Воняло поглядел на него, примериваясь:
– Крышу ты провертел?
– Я, – сознался. – От двери до лавки. Чтобы не нагибаться: пройти и лечь.
– Вылазь, – приказал.
Голова проплыла до двери, убралась назад, избенка сотряслась заметно, и выполз наружу человек размеров устрашающих.
За ним выскочила его жена, злючая и крикучая – змея Авдотька.
По пуп мужу.
– Беру, – сказал Воняло. – Со мной ходить станешь.
– А чего делать?
– Чего скажу, то и делать.
– Некогда ему, – заверещала Авдотька. – У нас капуста неквашена. Репа непарена. Грибы несолены. Огороды невскопаны. Сны невысмотрены.
– Дай ей тычка, – велел.
Забоялся:
– А можно?..
– Можно.
– А чего мне за это?
– Тебе за это ничего.
Дал ей тычка, и Авдотька улетела за бугор.

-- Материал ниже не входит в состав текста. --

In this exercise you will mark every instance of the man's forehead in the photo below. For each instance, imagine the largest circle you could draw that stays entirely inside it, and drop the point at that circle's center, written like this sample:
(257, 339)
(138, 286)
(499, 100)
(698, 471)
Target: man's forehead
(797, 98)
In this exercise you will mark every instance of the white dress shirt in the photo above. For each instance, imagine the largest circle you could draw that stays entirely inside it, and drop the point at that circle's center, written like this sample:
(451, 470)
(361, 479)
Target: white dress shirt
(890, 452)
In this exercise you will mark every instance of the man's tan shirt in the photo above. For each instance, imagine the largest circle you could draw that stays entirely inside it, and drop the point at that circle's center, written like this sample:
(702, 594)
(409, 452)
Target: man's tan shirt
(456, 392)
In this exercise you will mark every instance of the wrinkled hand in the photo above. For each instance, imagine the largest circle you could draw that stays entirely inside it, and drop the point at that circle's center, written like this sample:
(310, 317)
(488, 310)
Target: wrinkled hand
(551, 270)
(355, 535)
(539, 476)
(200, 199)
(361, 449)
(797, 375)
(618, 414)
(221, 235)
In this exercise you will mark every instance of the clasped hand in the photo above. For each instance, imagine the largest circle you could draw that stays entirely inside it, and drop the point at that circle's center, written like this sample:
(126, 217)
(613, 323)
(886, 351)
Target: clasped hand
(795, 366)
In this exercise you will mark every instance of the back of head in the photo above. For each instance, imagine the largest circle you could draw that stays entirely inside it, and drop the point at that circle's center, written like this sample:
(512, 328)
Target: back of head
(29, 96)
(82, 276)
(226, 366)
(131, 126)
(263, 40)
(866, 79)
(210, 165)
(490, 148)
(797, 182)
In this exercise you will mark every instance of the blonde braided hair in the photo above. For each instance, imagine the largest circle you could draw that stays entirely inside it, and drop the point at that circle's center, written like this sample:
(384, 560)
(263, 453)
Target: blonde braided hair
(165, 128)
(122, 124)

– А мне ничего? – с сомнением.
– Тебе ничего.
Понравилось.
– Тогда ладно.
Дал тычка старику Бывалычу.
Это Воняле не понравилось:
– Давать будешь, когда скажу.
И пошел по деревне.
А Кирюшка следом.
У моста, где запруда с омутом, крик звенел с хохотом, брызги, буруны до неба. Два баловника, ахинейщики-чепушинники, оседлали усатого сома и гоняли на нем по омуту – только стон стоял.
– Эге-ге! – орали. – Сомина! Чертов конь!! Укротим – пахать на нём станем! Эка выгоды будет! Эка выгоды!..
Подлетели, развернулись, лихо осадили у берега: соминые усы – вожжами – намотаны на кулак.
– Здравствовать тебе, ваша вельможность! Поклон тебе бьем! Сегодня мы – два дурака втроем. Ждан, Неждан да Пузиков Иван.
Сом извернулся, шмяк-шмяк хвостом по уху и на дно ушел, а они вынырнули, отфыркнулись, завопили в голос:
– Эй! Где Пузиков? Где Ваня, друг наш?
– Не было Вани, – сказал Кирюшка. – Я бы углядел.
– Как так не было?! А имя на что? Есть имя, и человек должен быть. Может, ты Пузиков?
– Не, – сказал силач. – Я Кирюшка. Может, сом – Пузиков?
Задумались.
– Не, – повздыхали грустно. – Утонул наш Пузиков. Утонул Ваня, а имя осталось. Будь ты теперь Пузиков, барин. Не пропадать добру.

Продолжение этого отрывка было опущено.